Once on board, I see my favorite seats are plugged up, so I get a transverse one at the rear, raised deck portion. I have four Asians arranged around me, but no big deal, as they seem to be the in-flavor gangstalking race of late. Others come and go, and the Asians remain, and one black and white dressed woman gets on two seats over. She ends up making out that she wants to get off at the stop ahead of me, and then doesn't, but instead waits and tails me off the bus. But that wasn't enough, as she then tails me on the street, and even starts running to catch up to me, as I am striding out by now, knowing this tail is on me. She crosses the street on one block, conceding the obvious, and then tails me parallel for two more blocks. What I couldn't get over was the bus stop fake-out; ringing the bell to get off one stop ahead of me, and then hangs back to purposely tail me.
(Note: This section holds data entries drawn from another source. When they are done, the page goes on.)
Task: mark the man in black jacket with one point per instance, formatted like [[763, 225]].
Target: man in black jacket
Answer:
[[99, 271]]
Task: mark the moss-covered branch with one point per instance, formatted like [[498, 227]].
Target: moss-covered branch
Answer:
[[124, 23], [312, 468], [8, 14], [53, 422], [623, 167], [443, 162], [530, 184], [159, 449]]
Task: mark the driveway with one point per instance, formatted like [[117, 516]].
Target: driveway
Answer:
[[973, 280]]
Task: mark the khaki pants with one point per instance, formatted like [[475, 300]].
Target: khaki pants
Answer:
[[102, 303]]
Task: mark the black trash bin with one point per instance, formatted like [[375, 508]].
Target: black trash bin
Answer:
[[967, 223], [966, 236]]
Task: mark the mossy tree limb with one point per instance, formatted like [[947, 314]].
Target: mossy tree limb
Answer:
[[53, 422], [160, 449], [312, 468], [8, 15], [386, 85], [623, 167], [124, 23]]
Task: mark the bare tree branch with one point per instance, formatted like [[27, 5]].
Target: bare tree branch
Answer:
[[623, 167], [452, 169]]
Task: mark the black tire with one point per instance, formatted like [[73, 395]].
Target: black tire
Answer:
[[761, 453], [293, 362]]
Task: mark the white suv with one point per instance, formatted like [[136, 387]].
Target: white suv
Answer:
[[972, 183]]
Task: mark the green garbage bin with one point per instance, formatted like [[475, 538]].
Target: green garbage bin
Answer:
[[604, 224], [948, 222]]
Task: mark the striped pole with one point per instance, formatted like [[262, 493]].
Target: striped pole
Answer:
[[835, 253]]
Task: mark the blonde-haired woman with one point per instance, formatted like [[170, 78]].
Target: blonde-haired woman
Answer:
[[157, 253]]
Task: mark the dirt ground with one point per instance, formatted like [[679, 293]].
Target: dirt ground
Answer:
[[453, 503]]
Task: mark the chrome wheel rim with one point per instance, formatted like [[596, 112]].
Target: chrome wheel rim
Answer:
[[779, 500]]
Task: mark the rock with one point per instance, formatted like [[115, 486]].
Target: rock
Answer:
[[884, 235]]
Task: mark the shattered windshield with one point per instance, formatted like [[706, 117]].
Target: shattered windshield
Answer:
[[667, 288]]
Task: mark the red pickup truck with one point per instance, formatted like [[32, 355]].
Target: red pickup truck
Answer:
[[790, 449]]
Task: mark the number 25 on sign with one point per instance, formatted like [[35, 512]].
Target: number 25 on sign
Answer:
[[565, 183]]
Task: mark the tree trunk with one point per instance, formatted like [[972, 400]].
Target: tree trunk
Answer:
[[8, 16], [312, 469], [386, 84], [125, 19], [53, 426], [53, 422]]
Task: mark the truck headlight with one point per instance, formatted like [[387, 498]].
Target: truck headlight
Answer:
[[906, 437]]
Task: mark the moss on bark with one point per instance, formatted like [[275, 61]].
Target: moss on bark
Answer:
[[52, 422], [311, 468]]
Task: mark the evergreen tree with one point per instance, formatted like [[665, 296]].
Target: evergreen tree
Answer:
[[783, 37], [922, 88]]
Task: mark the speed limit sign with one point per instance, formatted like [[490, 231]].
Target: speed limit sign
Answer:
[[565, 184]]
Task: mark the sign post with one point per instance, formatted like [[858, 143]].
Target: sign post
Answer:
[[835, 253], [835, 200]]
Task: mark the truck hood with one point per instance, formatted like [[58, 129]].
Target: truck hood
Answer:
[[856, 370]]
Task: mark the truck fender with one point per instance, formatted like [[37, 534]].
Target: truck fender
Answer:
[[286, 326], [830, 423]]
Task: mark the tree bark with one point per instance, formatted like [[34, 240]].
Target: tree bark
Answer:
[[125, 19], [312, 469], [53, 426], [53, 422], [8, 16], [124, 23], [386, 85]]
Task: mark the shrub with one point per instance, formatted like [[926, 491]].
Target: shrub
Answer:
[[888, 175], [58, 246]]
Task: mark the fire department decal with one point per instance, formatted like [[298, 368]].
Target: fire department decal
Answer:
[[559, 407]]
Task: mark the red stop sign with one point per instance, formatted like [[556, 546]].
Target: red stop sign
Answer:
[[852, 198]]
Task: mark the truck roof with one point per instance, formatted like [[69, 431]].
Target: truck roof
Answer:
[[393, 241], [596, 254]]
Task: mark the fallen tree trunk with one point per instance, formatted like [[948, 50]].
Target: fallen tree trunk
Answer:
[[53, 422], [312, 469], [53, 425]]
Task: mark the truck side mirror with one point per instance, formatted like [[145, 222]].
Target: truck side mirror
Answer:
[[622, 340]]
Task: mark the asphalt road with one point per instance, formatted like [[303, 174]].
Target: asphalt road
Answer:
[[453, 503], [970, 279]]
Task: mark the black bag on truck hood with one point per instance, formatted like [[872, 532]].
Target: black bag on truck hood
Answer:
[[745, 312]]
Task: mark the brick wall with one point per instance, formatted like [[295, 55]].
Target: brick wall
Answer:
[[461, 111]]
About four stops before I get on, there was a seeming high school influx of 20 at one stop, this at 1350h on a Friday afternoon. Some 15 Asians were part of the mix, sitting all around me and then another cluster at the rear door where it seems the bus travelling population of Victoria puts on its perpetual rudeness of obstructing those who wish to exit (translated, an excuse for body contact just before getting off).

Enough of this; just to let you know its all just as unusual as it has been ever since April 15, 2002, The Real Day of Infamy, and not some concocted deal where FDR locked up his admiral to keep the show going.